DHAKA - Sexual assault survivors aged 13 to 35 years describe horrific experiences, even as the government dismisses their claims as “fake.”
The soldiers arrived, as they often did, long after sunset.
It was June, and the newlyweds were asleep in their home, surrounded by fields of wheat they farmed in western Myanmar . Without any warning, seven soldiers burst into the house and charged into the bedroom.
The woman, a Rohingya Muslim who agreed to be identified by her first initial, F, knew enough to be terrified. She knew the military had been attacking Rohingya villages, as part of what the United Nations has called ethnic cleansing in the mostly Buddhist nation. She heard just days before that soldiers had killed her parents, and that her brother was missing.
This time, F says, the soldiers had come for her. The men bound her husband with rope. They ripped the scarf from her head and tied it around his mouth.
They yanked off her jewelry and tore off her clothes. They threw her to the floor. And then the first soldier began to rape her.
She struggled against him, but four men held her down and beat her with sticks. She stared in panic at her husband, who stared back helplessly. He finally wriggled the gag out of his mouth and screamed.
And then she watched as a soldier fire a bullet into the chest of the man she had married only one month before. Another soldier slit his throat.
It would be two months before she realized her misery was far from over. She was pregnant.
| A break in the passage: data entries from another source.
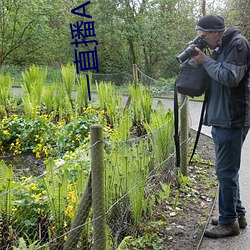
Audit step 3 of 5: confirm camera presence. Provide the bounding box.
[176,36,208,63]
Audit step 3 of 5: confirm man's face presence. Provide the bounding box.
[196,30,221,49]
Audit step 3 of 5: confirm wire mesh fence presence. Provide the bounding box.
[0,64,191,250]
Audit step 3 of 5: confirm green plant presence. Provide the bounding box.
[61,63,76,101]
[0,73,12,117]
[76,73,92,111]
[117,233,163,250]
[0,160,14,223]
[129,84,153,126]
[21,65,47,118]
[96,82,123,128]
[145,101,174,163]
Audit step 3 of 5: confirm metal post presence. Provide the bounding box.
[180,94,188,176]
[90,124,106,250]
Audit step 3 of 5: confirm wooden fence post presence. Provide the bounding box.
[180,94,188,176]
[90,124,106,250]
[63,176,91,250]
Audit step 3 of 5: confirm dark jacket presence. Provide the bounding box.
[203,27,250,128]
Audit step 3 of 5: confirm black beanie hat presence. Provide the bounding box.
[195,15,225,32]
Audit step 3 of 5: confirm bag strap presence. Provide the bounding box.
[189,90,207,164]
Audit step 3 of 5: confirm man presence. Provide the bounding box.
[193,15,250,238]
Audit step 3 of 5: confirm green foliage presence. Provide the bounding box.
[117,233,163,250]
[21,65,47,118]
[61,63,76,100]
[0,107,102,158]
[96,82,122,128]
[145,101,174,163]
[0,160,14,222]
[0,73,12,117]
[76,73,92,113]
[129,84,153,125]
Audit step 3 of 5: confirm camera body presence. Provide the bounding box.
[176,36,208,63]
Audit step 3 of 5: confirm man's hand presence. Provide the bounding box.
[192,47,207,64]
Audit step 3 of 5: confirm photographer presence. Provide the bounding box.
[193,15,250,238]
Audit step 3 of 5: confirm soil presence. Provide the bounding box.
[158,131,218,250]
[0,131,217,250]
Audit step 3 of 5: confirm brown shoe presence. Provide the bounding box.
[211,214,247,229]
[204,222,240,238]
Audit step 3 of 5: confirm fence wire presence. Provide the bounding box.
[0,65,191,250]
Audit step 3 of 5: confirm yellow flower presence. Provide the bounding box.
[36,152,41,159]
[32,193,42,201]
[26,183,37,191]
[3,130,10,135]
[64,205,74,218]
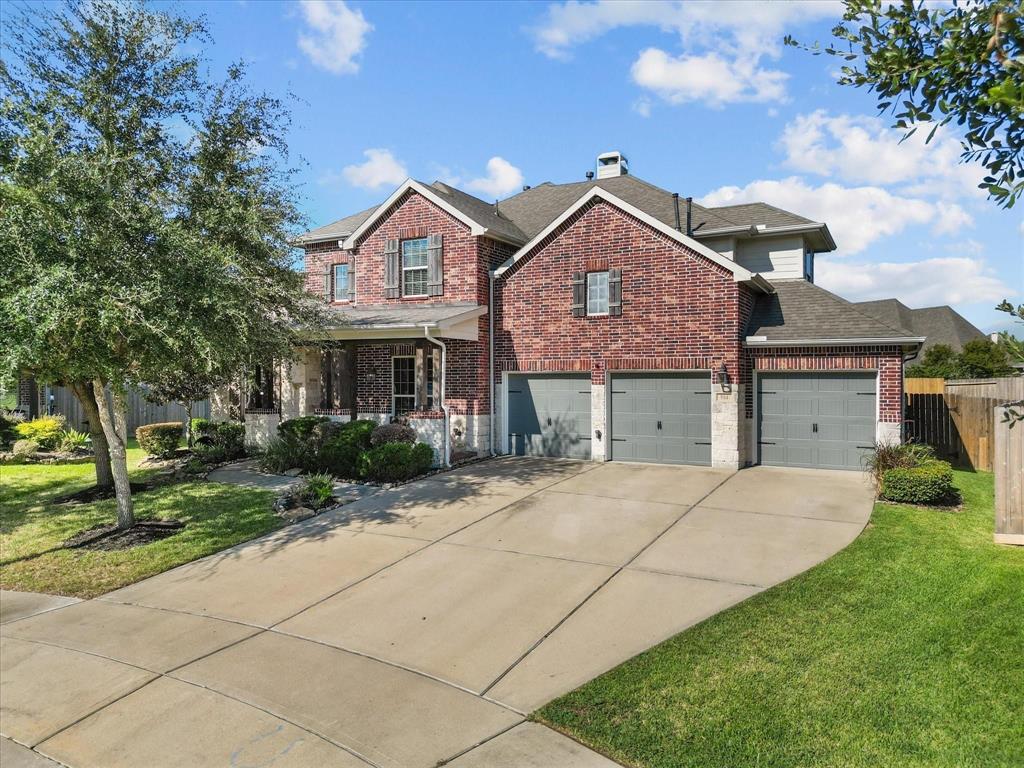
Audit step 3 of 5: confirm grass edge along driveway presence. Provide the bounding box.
[0,441,282,598]
[534,472,1024,768]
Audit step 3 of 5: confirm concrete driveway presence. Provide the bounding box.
[0,459,871,768]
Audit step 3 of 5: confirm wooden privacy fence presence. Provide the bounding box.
[48,387,210,436]
[903,376,1024,471]
[993,408,1024,545]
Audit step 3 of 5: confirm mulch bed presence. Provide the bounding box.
[63,520,185,552]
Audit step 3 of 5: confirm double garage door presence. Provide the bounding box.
[508,374,711,465]
[758,372,877,469]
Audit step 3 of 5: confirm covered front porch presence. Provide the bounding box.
[226,304,489,465]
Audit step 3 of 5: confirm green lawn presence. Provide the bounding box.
[535,472,1024,768]
[0,441,282,597]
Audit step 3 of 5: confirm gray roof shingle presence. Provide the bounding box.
[746,280,916,341]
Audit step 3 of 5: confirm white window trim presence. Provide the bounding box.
[584,269,611,317]
[391,354,416,416]
[331,262,352,301]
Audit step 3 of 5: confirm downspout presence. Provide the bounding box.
[423,325,452,467]
[487,269,496,456]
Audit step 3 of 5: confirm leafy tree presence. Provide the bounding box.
[0,0,318,527]
[785,0,1024,208]
[956,338,1014,379]
[906,344,957,379]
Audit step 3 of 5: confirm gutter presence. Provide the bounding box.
[423,325,452,467]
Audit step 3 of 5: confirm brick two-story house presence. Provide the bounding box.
[235,153,923,468]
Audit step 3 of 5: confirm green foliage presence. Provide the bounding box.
[60,429,89,453]
[278,416,331,440]
[881,460,955,504]
[785,0,1024,208]
[370,423,416,447]
[259,435,308,474]
[298,472,334,509]
[135,421,184,458]
[864,442,935,487]
[365,442,434,482]
[14,416,65,451]
[11,438,40,457]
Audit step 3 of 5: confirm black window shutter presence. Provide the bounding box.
[608,269,623,314]
[427,234,444,296]
[572,272,587,317]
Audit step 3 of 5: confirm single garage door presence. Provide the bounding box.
[508,374,591,459]
[611,374,711,465]
[758,373,876,469]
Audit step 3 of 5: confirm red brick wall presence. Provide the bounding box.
[496,202,749,382]
[746,346,903,424]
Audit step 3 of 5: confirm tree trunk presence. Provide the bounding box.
[92,379,135,530]
[71,381,114,488]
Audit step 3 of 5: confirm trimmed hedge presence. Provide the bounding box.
[14,416,65,451]
[360,442,434,482]
[135,421,185,458]
[278,416,331,440]
[882,460,955,504]
[370,423,416,447]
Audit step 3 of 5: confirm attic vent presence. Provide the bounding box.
[597,152,630,178]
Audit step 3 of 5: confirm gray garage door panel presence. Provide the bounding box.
[508,374,591,459]
[611,374,711,465]
[758,373,877,469]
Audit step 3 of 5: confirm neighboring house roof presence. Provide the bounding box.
[854,299,985,361]
[495,184,771,292]
[746,280,924,346]
[297,175,835,250]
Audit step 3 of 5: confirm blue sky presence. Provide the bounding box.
[195,0,1024,330]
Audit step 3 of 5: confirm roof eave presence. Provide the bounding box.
[743,336,925,347]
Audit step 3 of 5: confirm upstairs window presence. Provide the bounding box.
[334,264,348,301]
[401,238,430,296]
[587,272,608,314]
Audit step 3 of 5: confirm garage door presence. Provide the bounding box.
[508,374,591,459]
[758,373,876,469]
[611,374,711,465]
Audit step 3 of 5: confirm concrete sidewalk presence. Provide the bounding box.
[0,459,872,768]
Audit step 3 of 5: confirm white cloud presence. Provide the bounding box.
[466,157,522,198]
[631,48,790,106]
[299,0,373,75]
[699,176,937,254]
[777,110,984,199]
[534,0,842,104]
[814,256,1014,307]
[341,150,409,189]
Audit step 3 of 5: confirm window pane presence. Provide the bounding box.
[587,272,608,314]
[334,264,348,301]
The rape of Rohingya women by Myanmar security forces has been sweeping and methodical, The Associated Press found in interviews with 29 women and girls who fled to neighbouring Bangladesh. These sexual assault survivors from several refugee camps were interviewed separately and extensively. They ranged in age from 13 to 35, came from a wide swath of villages in Myanmar’s Rakhine state and described assaults between October 2016 and mid-September.